Chincoteague is what you call a one-horse town. The one horse is Misty, from the book Misty of Chincoteague by Marguerite Henry. The story of a family determined to raise a filly born to a wild horse, the book won the Newbery prize and was made into a movie. I remember seeing the movie as a child, and I read the book to our girls when they were young.

The book put Chincoteague on the map. It popularized the herds of wild ponies that roam the island. It lent its name to dozens of shops, restaurants and tours. The Chincoteague High School team is — you guessed it — the Ponies. Hardly a fearsome name but, as Claire pointed out when we passed the high school yesterday, an artist has tried to make the ponies look fearsome. There is steam coming from their nostrils and they have a tough, no-nonsense gaze.

Tom and Celia chanced upon Misty herself the other day; she is stuffed and on display at a local museum.

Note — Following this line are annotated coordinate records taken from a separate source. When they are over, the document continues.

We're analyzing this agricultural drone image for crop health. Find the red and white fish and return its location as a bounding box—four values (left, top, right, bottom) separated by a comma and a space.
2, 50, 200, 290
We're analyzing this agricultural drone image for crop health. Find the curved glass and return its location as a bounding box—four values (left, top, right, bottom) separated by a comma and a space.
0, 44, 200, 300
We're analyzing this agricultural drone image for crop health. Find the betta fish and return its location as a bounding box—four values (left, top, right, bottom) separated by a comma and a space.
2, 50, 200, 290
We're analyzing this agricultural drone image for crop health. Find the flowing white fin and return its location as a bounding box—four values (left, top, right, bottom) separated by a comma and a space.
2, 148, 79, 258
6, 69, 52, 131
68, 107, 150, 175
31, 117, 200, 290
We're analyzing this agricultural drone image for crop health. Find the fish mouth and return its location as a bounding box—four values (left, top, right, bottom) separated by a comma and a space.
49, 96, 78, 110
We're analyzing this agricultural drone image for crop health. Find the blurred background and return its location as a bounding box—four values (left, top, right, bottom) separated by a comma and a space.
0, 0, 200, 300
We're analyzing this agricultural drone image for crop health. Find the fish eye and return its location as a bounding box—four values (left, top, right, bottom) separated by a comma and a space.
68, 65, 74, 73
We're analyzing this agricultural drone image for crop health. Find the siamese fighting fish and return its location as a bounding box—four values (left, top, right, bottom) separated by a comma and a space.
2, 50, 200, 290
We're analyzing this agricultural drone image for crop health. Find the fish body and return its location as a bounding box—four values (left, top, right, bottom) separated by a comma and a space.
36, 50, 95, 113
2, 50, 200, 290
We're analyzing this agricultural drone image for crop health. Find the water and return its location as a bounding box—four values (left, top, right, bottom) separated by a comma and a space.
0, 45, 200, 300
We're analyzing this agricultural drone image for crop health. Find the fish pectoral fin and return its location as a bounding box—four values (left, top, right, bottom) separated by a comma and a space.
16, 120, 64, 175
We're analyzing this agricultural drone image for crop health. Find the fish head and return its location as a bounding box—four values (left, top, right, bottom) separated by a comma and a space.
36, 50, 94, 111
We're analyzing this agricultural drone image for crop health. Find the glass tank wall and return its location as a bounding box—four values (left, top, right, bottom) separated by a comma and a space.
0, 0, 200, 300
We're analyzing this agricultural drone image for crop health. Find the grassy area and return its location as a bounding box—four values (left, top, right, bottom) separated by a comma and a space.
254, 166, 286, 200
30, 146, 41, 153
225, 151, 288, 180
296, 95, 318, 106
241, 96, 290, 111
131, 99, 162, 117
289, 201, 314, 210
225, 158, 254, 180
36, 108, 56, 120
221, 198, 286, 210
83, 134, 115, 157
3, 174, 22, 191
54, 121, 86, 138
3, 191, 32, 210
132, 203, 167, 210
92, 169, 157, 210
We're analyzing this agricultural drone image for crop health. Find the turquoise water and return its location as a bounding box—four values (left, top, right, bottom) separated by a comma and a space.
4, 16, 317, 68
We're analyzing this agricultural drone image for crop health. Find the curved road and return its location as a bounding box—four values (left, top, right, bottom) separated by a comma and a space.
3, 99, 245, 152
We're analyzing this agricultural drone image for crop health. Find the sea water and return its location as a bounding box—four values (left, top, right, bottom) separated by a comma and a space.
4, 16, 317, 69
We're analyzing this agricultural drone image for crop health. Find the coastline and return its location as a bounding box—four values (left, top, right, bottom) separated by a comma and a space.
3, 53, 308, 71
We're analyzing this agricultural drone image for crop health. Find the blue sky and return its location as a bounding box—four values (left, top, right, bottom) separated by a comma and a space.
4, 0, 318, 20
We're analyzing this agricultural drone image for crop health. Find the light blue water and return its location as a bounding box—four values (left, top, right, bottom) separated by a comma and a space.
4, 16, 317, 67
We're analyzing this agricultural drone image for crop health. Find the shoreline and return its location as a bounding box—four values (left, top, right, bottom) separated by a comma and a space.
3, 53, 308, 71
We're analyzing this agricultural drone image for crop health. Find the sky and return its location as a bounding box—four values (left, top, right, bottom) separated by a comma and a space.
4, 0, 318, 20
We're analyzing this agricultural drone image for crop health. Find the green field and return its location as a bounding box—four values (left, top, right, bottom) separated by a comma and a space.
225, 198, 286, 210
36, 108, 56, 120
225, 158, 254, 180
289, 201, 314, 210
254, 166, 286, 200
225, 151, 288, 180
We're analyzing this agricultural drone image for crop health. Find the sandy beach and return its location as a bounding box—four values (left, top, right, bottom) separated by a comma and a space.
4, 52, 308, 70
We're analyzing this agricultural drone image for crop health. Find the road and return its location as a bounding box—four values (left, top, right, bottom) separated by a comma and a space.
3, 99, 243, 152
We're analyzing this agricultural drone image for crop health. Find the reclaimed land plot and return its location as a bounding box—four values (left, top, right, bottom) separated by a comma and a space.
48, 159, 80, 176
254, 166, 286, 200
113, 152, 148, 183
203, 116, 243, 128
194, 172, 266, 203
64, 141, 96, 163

Ghoulish and over the top, to be sure. (Even in Kentucky, where horses are king, we bury our famous ones.)

But the hype is gentle as hype goes. It makes me feel tender about this place and, above all, glad to know that a book still has the power to change a place.


Saturday, July 2, 2011


It is the elemental other, where land and ocean meet, and since arriving here yesterday I have pondered the wonder of it all. When you have been often to the shore and you arrive again, you think, ah, here it is, the smell of the sea and the roar of the surf and you forget about the fundamental difference of this landscape, its churning activity, the drama of two worlds coming together. It takes a long walk to absorb it all. I've had two of those now. Let the absorption begin.


Friday, July 1, 2011


Vacation: A respite, an intermission, a period spend away from home or business, an act of vacating.

We begin today, a crazy rag-tag of a beach trip, with people coming and going, as people are apt to do when they are older and have jobs.

I remain, at heart, an optimist. I pack the Scrabble game, a deck of cards, a big puzzle — and a bag of books.